Querandí

Querandí
The Querandí people as depicted by Ulrich Schmidl in the late 16th century.
Total population
3,658 (2010)
Languages
formerly Querandí
Related ethnic groups
other Het peoples

The Querandí were one of the Het peoples, indigenous South Americans who lived in the Pampas area of Argentina; specifically, they were the eastern Didiuhet (Diuihet). The name Querandí was given by the Guaraní people, as they would consume animal fat in their daily diet. Thus, Querandí means "men with fat". Prior to the 19th century, they were also known as the Pampas. The Mapuche (or araucanos) called them Puelche.

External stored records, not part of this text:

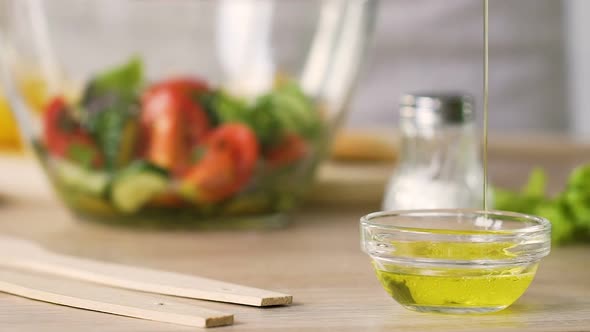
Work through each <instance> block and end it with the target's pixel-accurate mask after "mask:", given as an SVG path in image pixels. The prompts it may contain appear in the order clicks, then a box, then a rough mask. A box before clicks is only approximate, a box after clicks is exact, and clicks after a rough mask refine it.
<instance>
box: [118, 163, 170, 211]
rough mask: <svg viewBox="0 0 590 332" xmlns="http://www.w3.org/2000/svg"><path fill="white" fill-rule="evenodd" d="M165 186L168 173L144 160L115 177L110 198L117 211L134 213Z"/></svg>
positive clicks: (131, 166) (166, 182)
mask: <svg viewBox="0 0 590 332" xmlns="http://www.w3.org/2000/svg"><path fill="white" fill-rule="evenodd" d="M167 187H168V175H167V174H166V172H165V171H163V170H162V169H160V168H157V167H155V166H153V165H151V164H149V163H146V162H136V163H133V164H131V165H130V166H128V167H127V168H125V169H124V170H122V171H121V172H120V173H119V175H118V176H117V177H116V178H115V180H114V181H113V185H112V187H111V198H112V200H113V204H114V205H115V207H116V208H117V209H118V210H119V211H121V212H123V213H134V212H137V211H138V210H139V209H140V208H141V207H143V206H144V205H145V204H146V203H148V202H149V201H150V200H151V199H152V198H153V197H154V196H156V195H158V194H160V193H162V192H164V191H165V190H166V189H167Z"/></svg>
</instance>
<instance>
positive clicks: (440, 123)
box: [383, 94, 489, 210]
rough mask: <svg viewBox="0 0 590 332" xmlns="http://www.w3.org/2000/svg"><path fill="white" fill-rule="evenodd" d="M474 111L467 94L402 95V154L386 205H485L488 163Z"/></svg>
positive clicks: (394, 177)
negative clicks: (483, 168) (480, 142)
mask: <svg viewBox="0 0 590 332" xmlns="http://www.w3.org/2000/svg"><path fill="white" fill-rule="evenodd" d="M473 113H474V106H473V101H472V98H471V97H469V96H467V95H462V94H409V95H405V96H403V97H402V99H401V105H400V132H401V136H402V137H401V158H400V162H399V164H398V166H397V167H396V169H395V171H394V174H393V175H392V176H391V178H390V181H389V184H388V186H387V189H386V194H385V198H384V200H383V209H384V210H406V209H443V208H481V207H482V206H483V183H484V178H483V167H482V164H481V161H480V153H479V146H480V145H479V139H478V137H477V136H476V126H475V124H474V114H473ZM488 196H489V195H488ZM488 202H489V200H488Z"/></svg>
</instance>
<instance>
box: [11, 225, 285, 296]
mask: <svg viewBox="0 0 590 332" xmlns="http://www.w3.org/2000/svg"><path fill="white" fill-rule="evenodd" d="M0 250H2V251H3V252H10V253H14V254H15V255H14V256H10V257H9V256H8V255H3V257H0V266H12V267H17V268H20V269H27V270H31V271H37V272H44V273H49V274H54V275H59V276H63V277H68V278H73V279H78V280H83V281H90V282H94V283H98V284H104V285H108V286H114V287H120V288H127V289H132V290H138V291H144V292H150V293H157V294H164V295H172V296H179V297H186V298H193V299H201V300H210V301H218V302H227V303H235V304H245V305H251V306H259V307H264V306H274V305H288V304H291V303H292V301H293V297H292V296H291V295H288V294H283V293H278V292H273V291H268V290H264V289H258V288H252V287H246V286H242V285H237V284H232V283H227V282H222V281H217V280H212V279H208V278H202V277H197V276H189V275H183V274H179V273H173V272H165V271H157V270H152V269H146V268H139V267H131V266H126V265H121V264H114V263H106V262H99V261H94V260H89V259H83V258H76V257H72V256H65V255H58V254H55V253H51V252H49V251H47V250H45V249H43V248H42V247H40V246H38V245H36V244H35V243H32V242H30V241H25V240H20V239H15V238H10V237H6V236H0Z"/></svg>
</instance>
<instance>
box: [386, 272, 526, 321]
mask: <svg viewBox="0 0 590 332" xmlns="http://www.w3.org/2000/svg"><path fill="white" fill-rule="evenodd" d="M376 271H377V277H378V279H379V281H380V282H381V284H382V285H383V287H384V288H385V290H386V291H387V292H388V293H389V294H390V295H391V296H392V297H393V298H394V299H395V300H396V301H397V302H399V303H400V304H402V305H404V306H408V307H413V308H415V309H418V310H419V309H420V307H427V308H429V309H432V308H433V307H444V308H449V307H451V308H456V309H462V308H463V309H469V308H475V309H477V308H504V307H507V306H509V305H511V304H512V303H514V301H516V300H517V299H518V298H519V297H520V296H521V295H522V294H523V293H524V292H525V291H526V289H527V288H528V286H529V285H530V283H531V282H532V281H533V278H534V276H535V271H536V265H535V266H534V267H532V268H530V269H527V271H526V272H523V273H517V274H512V273H511V271H487V270H481V271H479V273H477V271H471V273H470V274H468V275H465V270H463V269H453V270H447V271H438V272H439V273H441V275H428V274H423V273H424V271H422V270H421V271H415V272H416V273H407V271H404V272H405V273H399V272H396V271H383V270H379V269H377V270H376Z"/></svg>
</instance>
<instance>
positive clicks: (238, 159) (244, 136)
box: [207, 123, 260, 186]
mask: <svg viewBox="0 0 590 332" xmlns="http://www.w3.org/2000/svg"><path fill="white" fill-rule="evenodd" d="M207 146H209V148H210V149H213V150H214V151H229V152H230V153H231V154H232V156H233V160H234V163H235V165H236V170H237V172H238V179H237V182H238V183H239V185H240V186H241V185H243V184H244V183H245V182H246V181H248V179H249V178H250V177H251V176H252V173H253V172H254V167H255V166H256V161H257V160H258V155H259V153H260V152H259V151H260V147H259V146H258V141H257V140H256V135H255V134H254V132H253V131H252V129H250V127H248V126H246V125H243V124H240V123H229V124H225V125H222V126H220V127H218V128H217V129H216V130H215V131H213V132H212V133H211V135H210V136H209V137H207Z"/></svg>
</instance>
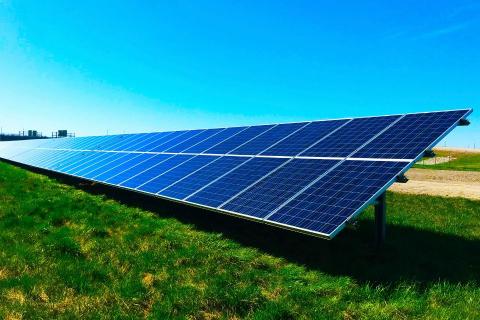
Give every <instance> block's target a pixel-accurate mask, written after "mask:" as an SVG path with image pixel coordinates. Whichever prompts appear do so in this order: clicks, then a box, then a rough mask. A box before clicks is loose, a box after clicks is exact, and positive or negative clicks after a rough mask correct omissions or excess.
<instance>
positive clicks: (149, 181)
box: [138, 156, 218, 193]
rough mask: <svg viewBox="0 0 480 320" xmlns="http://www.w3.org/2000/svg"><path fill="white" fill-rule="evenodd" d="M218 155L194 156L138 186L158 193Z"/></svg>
mask: <svg viewBox="0 0 480 320" xmlns="http://www.w3.org/2000/svg"><path fill="white" fill-rule="evenodd" d="M175 157H187V156H175ZM217 158H218V157H215V156H194V157H191V159H189V160H187V161H185V162H183V163H181V164H179V165H178V166H176V167H173V168H171V169H170V170H167V171H165V172H164V173H162V174H161V175H159V176H157V177H154V179H153V180H150V181H149V182H147V183H145V184H143V185H141V186H139V187H138V189H139V190H142V191H145V192H151V193H157V192H159V191H161V190H162V189H163V188H165V187H168V186H169V185H171V184H173V183H174V182H175V181H178V180H179V179H182V178H183V177H185V176H187V175H188V174H190V173H193V172H194V171H196V170H198V169H200V168H201V167H203V166H204V165H206V164H208V163H210V162H212V161H214V160H215V159H217Z"/></svg>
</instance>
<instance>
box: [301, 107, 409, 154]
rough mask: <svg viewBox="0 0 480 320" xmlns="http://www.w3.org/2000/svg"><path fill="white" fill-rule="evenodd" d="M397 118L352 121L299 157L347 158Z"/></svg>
mask: <svg viewBox="0 0 480 320" xmlns="http://www.w3.org/2000/svg"><path fill="white" fill-rule="evenodd" d="M398 118H400V116H390V117H373V118H359V119H353V120H352V121H351V122H349V123H347V124H346V125H345V126H343V127H342V128H340V129H338V130H337V131H335V132H334V133H333V134H331V135H329V136H328V137H326V138H325V139H323V140H322V141H321V142H320V143H317V144H316V145H314V146H312V147H311V148H309V149H308V150H306V151H304V152H302V153H301V154H300V155H301V156H308V157H347V156H348V155H349V154H350V153H352V152H353V151H355V150H357V149H358V148H359V147H361V146H362V145H363V144H364V143H366V142H368V140H370V139H371V138H373V137H374V136H375V135H376V134H378V133H379V132H381V131H382V130H384V129H385V128H387V127H388V126H389V125H390V124H392V123H393V122H394V121H395V120H397V119H398Z"/></svg>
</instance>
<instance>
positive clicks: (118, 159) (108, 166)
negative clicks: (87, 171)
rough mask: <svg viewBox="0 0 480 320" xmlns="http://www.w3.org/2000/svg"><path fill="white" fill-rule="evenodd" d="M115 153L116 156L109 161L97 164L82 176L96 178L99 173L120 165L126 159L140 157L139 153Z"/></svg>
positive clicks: (126, 160)
mask: <svg viewBox="0 0 480 320" xmlns="http://www.w3.org/2000/svg"><path fill="white" fill-rule="evenodd" d="M113 155H114V156H113V157H112V158H111V159H110V160H109V161H106V162H105V163H103V164H98V165H96V166H95V167H93V168H92V169H91V170H90V171H88V172H85V173H84V174H83V175H82V176H83V177H84V178H88V179H91V178H94V177H96V176H97V175H100V174H102V173H104V172H106V171H108V170H109V169H111V168H114V167H116V166H118V165H121V164H122V163H125V162H126V161H129V160H131V159H134V158H136V157H138V154H136V153H113Z"/></svg>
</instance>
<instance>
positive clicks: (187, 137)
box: [150, 130, 204, 152]
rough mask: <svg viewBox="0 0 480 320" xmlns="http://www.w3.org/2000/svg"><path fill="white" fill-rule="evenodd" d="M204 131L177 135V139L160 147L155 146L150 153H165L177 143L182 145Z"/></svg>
mask: <svg viewBox="0 0 480 320" xmlns="http://www.w3.org/2000/svg"><path fill="white" fill-rule="evenodd" d="M203 131H204V130H192V131H186V132H185V134H182V135H178V136H177V138H174V139H172V140H170V141H167V142H165V143H163V144H161V145H158V146H155V147H154V148H152V149H151V150H150V151H152V152H163V151H166V150H168V149H170V148H172V147H174V146H176V145H178V144H179V143H182V142H184V141H187V140H188V139H190V138H192V137H195V136H196V135H198V134H201V133H202V132H203Z"/></svg>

This is today the present Argentine provinces of La Pampa, most of the province of Buenos Aires, the center and the south of the province of Santa Fe (especially to the south of the Tercero-Carcaraña River), a great part of the province of Cordoba (adapted ecologically to the temperate Pampasia, their northern limits were in the region of the Gran Chaco - around 31° lat. South) and the peneplains of the present provinces of San Luis and Mendoza, although these zones were more difficult to inhabit due to its extreme climate and lack of surface water.

Physically, the Querandí people had a well-proportioned body. They were tall and extremely warlike. They wore leather clothes, similar to a fur blanket; women would also wear a skirt that covered their bodies down to their knees. With a semi sedentary lifestyle, they grouped their leather tents by their water supply in the winter, and they would go on their raids inland in the summer.

At the time of the arrival of the Europeans, they stood out as great runners, hunting, or rather capturing, by running down Pampan deer, ñandúes, and even guanacos, although to facilitate their activity they had invented two devices (one that would become a classic in Argentina): the bolas, and the more primitive one consisting of a stone tied to a cord made with leather or sinews called by the Spaniards a stone-lost boleadora. They would also hunt tinamous, deer, quail and ñandúes with the help of their bows and arrows and their bolas. They also made pottery.

They believed in a great god whom they called Soychu, who had a contender or evil spirit: Gualichu.

According to the 2010 census, there are 3,658 self-identified Querandí in Argentina.